棟に入るや否や聞こえてきた叫び声を聞くに、中々に混沌としているようだ。突然軟禁された人々に平静でいろというのも酷な話である。だからこの怒り自体は想定内なのだが、私がエーレによる盛大巻き込みとなった案件対象者はアレッタ・ポルストであって、ドロータ・コーデではなかったはずだ。
「………………なんで各々隔離していたはずの三名が、廊下で向かい合っているんですかね?」
確かにアレッタ・ポルストもいるにはいる。だが他にもドロータ・コーデやベルナディア・マレインまでいるのだから不思議である。
確かに見張り兼護衛の神兵と神官はついているものの、まず部屋から出ている時点でまずいし、廊下で鉢合わせているのはもっとまずい。
隣を歩くエーレを見る。特に驚いた様子はない。
「ドロータ・コーデはベルナディア・マレインに会わせろと暴れ続け、アレッタ・ポルストも同様の内容を要求し続ける。ベルナディア・マレインもドロータ・コーデとの面会を希望していた。よって三者の要求を叶えてぶつけた」
「何で!?」
本当に何で!?
「神官長には許可をいただいている。一般的に精神支配などの術は、対象の精神が乱れている場合が最も円滑だ。しかし乱れすぎた結果、支配者が表出しすぎる事例がある。だからその可能性を検証するため、試している最中だ」
一理あるが、せめて私にも教えておいてもらえないだろうか。そしてそれだと、最初から私の目が必要だ。それなのに内々に済ませる予定だったとはどういうことなのだろう。
とりあえず私を運搬してくれていた神兵に下ろしてもらい、エーレの腕を支えに自分の足でかろうじて立つ。
「当初は俺への面会要求を通すために、アレッタ・ポルストが監視を脅す件を収拾するだけだった。だがどうせお前を巻き込むのならば、ついでに仮説を試そうと急遽決定した。よってマレイン家に出した戦力の回収が間に合わなかった」
成程。何故かいつの間にか結成されていた配偶同盟で、アレッタ・ポルストへ断わりを入れる手伝いをしろと引っ張り出されたが、こちらが本命なのだろう。たぶん。
確かによく見れば、廊下の周囲あちこちに神兵と神官が配置されている。
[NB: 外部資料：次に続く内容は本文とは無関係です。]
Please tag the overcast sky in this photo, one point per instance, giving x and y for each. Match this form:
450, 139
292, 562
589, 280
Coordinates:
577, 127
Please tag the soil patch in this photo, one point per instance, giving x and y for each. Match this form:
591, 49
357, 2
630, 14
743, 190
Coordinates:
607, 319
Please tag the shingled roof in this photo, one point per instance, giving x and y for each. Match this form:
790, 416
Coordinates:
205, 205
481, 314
騒ぎに乗じて集まってきているように見せているが、ここだけで王城とそれなりにやり合える戦力が揃っていた。
エーレは戦力の回収が間に合わなかったと言ったが、あっちの陰とそっちの陰にヴァレトリとサヴァスがいる。神官長の姿は見えないけれど、対応できる距離にいるはずだ。ならば、エーレもいるここが神殿の最大戦力と言っても過言ではない。
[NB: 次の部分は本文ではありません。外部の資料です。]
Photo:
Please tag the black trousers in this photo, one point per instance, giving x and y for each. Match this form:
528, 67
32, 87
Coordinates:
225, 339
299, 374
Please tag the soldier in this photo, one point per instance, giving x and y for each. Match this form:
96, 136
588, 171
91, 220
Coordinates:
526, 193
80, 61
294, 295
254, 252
この面子でどうにもならなかったら、正直どうしようもない。
長い金髪を持った十代半ばほどの少女、アレッタ・ポルストへと視線を向ける。真っ直ぐな背中は頑なさよりも美しさに重点を置いた柔らかさがある。同じ真っ直ぐな背中でも、アーティのほうはどちらかというと騎士に近い背をしていた。
あのお嬢さんがエーレを口説き落としたいポルスト家である。
エーレから選民思想が強いと聞いていたが、確かに話したことは一度もない。忘却していた過去を含めて、一度もである。
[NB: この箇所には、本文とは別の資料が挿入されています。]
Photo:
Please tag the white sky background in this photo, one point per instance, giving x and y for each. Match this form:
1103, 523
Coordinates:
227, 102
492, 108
顔を見たことはあった。明け方まで続いた王城との協議への参加権こそなかったが、ポルストは上位貴族の一員だ。夜会だの何だので、顔を見る機会はそれなりにあった。だがしかし、真っ当な命である大多数の人々でさえ下賤という思考を持っているらしいので、スラム出身の塵などと言葉を交わそうとするはずがないのである。
でもそう言われてみると、確かにエーレが随伴している仕事で顔を見たように思う。あれはエーレがいたからゆえの希少な邂逅だったらしい。つまり私はいま、希少生物と一緒の空間にいる貴重な経験中というわけだ。
「エイネ・ロイアー様の正当なる後継者であるベルナディア・マレイン様を蔑ろにするなど、神官は能無しの集まりですか!」
ドロータは髪を振り回し、このままでは泡を吹いてもおかしくないほど興奮している。流石に対応していた神官が口を開こうとしたとき、それまで沈黙を保っていたアレッタ・ポルストがくるりと横を向いた。
「ベルナディア様」
マレイン家も名家であり旧家の一つなので、彼女が話す相手として相応しいのだろう。しかし名を呼ばれた当人は、廊下に飾られている絵を見つめている。
「ベルナディア様」
再度世界に放たれた己の名に、ベルナディアはようやく反応を示した。ゆっくりと首を傾げ、視線をアレッタへと向ける。
「わたくしを呼んでいるの?」
「マレイン家のお世継ぎはあなたしかいらっしゃいませんでしょう?」
「そうだったかしら。ええ、そうね。皆がそう言うのなら、きっとそうね」
ふわふわと微笑んでいるのに、まるでここにいないかのような話し方を、ベルナディアはする。楽しげに、歌うように、軽やかに。私とはまた違った意味で地に足が着いていないような。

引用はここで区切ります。